Advocacy for access to care is not a one-and-done event. Advocating for equitable, sustainable, and compassionate services to support homeless women and their families is of the utmost importance in our communities. Just as important is advocating for resources for those who are on the brink of homelessness…just one paycheck away from having nothing.
So, before you pick up the phone and call Child Protective Services to initiate a report for neglect, have you already made every effort to secure the unmet social needs of your pregnant patient? If not, why not? Do you initiate Child Protective Services reports equitably and equally? And if not, why not? Do you track the race and ethnicity of your Child Protective Services reports based on the rationale for the call? Do you share that data with your care teams?
"Members of our team immediately called CPS on a Black mother for being homeless. She left AMA during labor, and we do not know where she delivered. I was so distraught. Our policy directs us to contact CPS for homeless parents. Like they have not been traumatized enough already. We must change our policies to protect these mothers, and to make every effort to keep these newborns with their mothers."

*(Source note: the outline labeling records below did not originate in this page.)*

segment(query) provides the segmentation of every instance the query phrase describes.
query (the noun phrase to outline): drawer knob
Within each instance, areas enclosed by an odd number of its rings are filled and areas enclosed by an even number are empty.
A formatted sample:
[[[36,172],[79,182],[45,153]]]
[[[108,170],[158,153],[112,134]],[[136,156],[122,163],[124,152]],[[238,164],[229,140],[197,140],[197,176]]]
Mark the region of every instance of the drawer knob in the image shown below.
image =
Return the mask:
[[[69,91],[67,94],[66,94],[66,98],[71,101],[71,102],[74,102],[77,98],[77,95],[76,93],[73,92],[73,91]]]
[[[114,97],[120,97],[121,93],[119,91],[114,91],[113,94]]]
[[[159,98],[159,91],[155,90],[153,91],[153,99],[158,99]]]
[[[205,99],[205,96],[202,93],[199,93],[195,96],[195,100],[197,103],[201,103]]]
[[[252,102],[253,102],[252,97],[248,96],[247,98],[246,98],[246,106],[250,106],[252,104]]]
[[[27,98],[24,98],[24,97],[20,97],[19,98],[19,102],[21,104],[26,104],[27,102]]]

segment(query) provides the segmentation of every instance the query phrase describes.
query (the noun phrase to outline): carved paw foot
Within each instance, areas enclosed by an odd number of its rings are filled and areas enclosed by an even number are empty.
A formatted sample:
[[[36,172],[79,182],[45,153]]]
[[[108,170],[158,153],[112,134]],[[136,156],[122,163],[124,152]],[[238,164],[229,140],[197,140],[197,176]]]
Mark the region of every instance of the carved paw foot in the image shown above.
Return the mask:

So, I return to this statement. What could have been done differently? How could we have kept this pregnant woman in the hospital and connected her with the services she needs to take care of her newborn? How could we better engage? How can we reframe our biases and eliminate racism within our healthcare settings to provide respectful and dignified care to all patients?
Being Unhoused is Not Neglect…until you say it is.